Türk Sağlık Sen İzmir Üniversiteler Şube Başkanı Yasemin Zengin, 2018’in sağlık çalışanlarının hak ve kazanımları açısından kayıp bir yıl olduğunu söyledi. 2018 yılını değerlendiren Başkan Zengin, şu açıklamalarda bulundu:
“2018 yılında ne yazık ki sağlık çalışanlarının ne yazık ki beklentisi karşılanmamıştır. Yıpranma payı ile ilgili bir düzenleme yapılmış fakat düzenleme beklenenin ve söz verilenin çok gerisinde kalmıştır. Bazı sağlık meslek mensuplarının kapsam dışında bırakılması, geriye dönük çalışmaları kapsamaması ve fiilen çalışmayan günlerle hesaplandığında 9 yıla 1 yıl olması hem kabul edilemez hem de çalışanlar için bir fayda getirmemektedir. Bunun yanı sıra sağlık çalışanlarının döner sermaye gelirleri 2018’de de azalmaya devam etmiştir. Döner sermaye sisteminin çalışanlar için revize edilerek yenilenmesi şarttır. Performansa dayalı döner sermaye gelirleri tüm çalışanlar için makul bir seviyeye çıkartılmalı adaletsizlikler ve belirsizlikler sonlandırılmalıdır. Döner sermaye ile ilgili tüm çalışanların beklentisi karşılanmalıdır. 2018 yılında bitmeyen bir başka çile de sözleşmeli çalışmadır. Türk Sağlık Sen olarak beklentilerin karşılanmasını istediğimiz bir diğer husus vekil ebe, 4/b’li, 4+2’li, 4924 ve kamu dışı aile sağlığı çalışanı gibi farklı istihdam modellerinin tümden terk edilerek bu arkadaşlarımızın hepsinin kadrolu statüye geçirilmesidir. Hiç kimsenin eşi ile işi arasında tercihe zorlanmadığı, geleceğe güvenle bakabildiği bir çalışma düzeni için bu gereklidir. Ayrıca yıllardır sadece yaptıkları işin kadrosu olan memurluğu talep eden Yardımcı Hizmetler sınıfının da beklentisi karşılanmalıdır”

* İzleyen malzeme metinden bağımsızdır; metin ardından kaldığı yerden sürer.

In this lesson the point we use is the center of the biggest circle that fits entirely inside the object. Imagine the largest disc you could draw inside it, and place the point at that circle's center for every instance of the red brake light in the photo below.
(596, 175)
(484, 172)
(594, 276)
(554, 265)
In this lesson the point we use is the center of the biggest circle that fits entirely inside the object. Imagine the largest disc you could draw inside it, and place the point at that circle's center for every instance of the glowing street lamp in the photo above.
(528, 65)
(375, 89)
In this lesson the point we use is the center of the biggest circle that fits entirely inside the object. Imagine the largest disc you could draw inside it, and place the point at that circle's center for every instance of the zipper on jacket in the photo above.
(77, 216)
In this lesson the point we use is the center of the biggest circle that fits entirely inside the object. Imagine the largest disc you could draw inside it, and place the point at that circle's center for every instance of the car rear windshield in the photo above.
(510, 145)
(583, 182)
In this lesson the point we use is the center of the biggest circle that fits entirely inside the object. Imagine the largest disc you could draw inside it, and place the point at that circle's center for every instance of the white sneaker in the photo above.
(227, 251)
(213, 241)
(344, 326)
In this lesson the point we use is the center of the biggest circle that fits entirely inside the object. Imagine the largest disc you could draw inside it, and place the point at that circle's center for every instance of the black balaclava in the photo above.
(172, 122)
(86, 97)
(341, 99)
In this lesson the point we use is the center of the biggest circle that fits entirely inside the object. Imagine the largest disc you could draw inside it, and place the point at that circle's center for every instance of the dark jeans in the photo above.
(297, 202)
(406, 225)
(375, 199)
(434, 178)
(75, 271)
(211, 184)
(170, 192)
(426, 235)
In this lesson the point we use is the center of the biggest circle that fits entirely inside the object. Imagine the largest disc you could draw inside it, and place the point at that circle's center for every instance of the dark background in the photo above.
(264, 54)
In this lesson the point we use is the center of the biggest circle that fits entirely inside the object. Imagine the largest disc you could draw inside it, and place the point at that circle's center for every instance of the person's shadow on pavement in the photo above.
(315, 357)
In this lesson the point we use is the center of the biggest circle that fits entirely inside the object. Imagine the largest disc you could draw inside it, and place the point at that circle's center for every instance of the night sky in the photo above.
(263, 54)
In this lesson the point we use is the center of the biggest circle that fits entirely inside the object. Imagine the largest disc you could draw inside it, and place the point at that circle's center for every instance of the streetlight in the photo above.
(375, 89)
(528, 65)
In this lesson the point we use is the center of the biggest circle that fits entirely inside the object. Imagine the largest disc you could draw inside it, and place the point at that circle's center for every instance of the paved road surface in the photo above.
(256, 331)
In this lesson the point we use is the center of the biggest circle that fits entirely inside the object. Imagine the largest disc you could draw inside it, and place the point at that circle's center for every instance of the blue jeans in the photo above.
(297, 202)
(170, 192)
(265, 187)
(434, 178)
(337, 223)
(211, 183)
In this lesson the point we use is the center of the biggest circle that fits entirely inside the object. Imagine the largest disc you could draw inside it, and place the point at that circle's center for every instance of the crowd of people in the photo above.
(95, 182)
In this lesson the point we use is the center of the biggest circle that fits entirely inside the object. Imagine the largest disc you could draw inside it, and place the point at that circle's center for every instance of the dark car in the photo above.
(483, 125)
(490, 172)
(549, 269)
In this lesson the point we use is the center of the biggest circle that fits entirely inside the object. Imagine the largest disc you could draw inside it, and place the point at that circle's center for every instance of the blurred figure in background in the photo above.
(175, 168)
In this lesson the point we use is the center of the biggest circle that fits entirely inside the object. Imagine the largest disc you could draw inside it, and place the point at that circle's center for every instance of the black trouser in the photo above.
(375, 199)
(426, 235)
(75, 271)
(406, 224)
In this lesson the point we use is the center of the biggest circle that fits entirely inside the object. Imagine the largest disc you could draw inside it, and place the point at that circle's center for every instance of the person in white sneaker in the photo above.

“2018 yılında sağlıkta şiddet artmaya devam etmiş ve adeta bir terör halini almıştır. Ne yazık ki çözüm olmazsa bu halin önümüzdeki yılda da sürüp gideceği çözüm olmazsa aşikardır. Bu nedenle sağlık çalışanlarına yönelik şiddet sorununa dair somut ve caydırıcı yaptırımlar uygulanmalıdır. Tutuklu yargılama, acil olmayan sağlık hizmetlerinden kademeli men edilme, sıfır toleranslı alan uygulaması çözüm noktasında öncelikli adımlar olmalıdır. Çalışma hayatında iş yükü başta olmak üzere birçok anlamda sıkıntıya neden olan personel eksikliğinin çözümü için yeterli istihdam yapılmalıdır. Atanmayı bekleyen yüz binlerce sağlık çalışanının feryadına da kulak verilmelidir. Kısacası 2018 senesi, kamu ve sağlık çalışanları açısından beklentilerin karşılanmadığı ve ekonomik kayıpların kendisini fazlasıyla hissettirdiği bir yıl olmuştur.
Başkan Zengin, 2019’un hem sağlık hem de diğer iş kollarındaki çalışanların beklentilerin karşılandığı bir yıl olmasını dileyerek, “Umarız ki 2019 yılı, ek zam başta olmak üzere taleplerin karşılandığı, beklentilerin yerine getirildiği bir yıl olur. 2019 yılının devletin verdiği görevle milletine hizmet eden kamu çalışanları için iyi ve önemli gelişmelerin yaşandığı bir yıl olmasını istiyoruz. Biz Türk Sağlık-Sen olarak bu temennilerimiz doğrultusunda her zaman olduğu gibi yılmadan mücadelemizi sürdüreceğiz. 2019’da da hak bildiğimiz yolda çalışanın her zaman yanında olacağız. Nerede bir haksızlık varsa karşısında duracak, mağduriyetlerin sonlanması ve çalışanların hak ettiklerini alması için elimizden geleni yapacağız. Bu şanlı mücadelemize de tüm çalışanlardan bize destek olmalarını bekliyoruz. Gücünüz gücümüze güç katacak, azmimizi daha da artıracaktır diyoruz. Bu düşüncelerle 2019 yılının milletimize, ülkemize, coğrafyamıza ve insanlığa huzur getirmesini diliyoruz.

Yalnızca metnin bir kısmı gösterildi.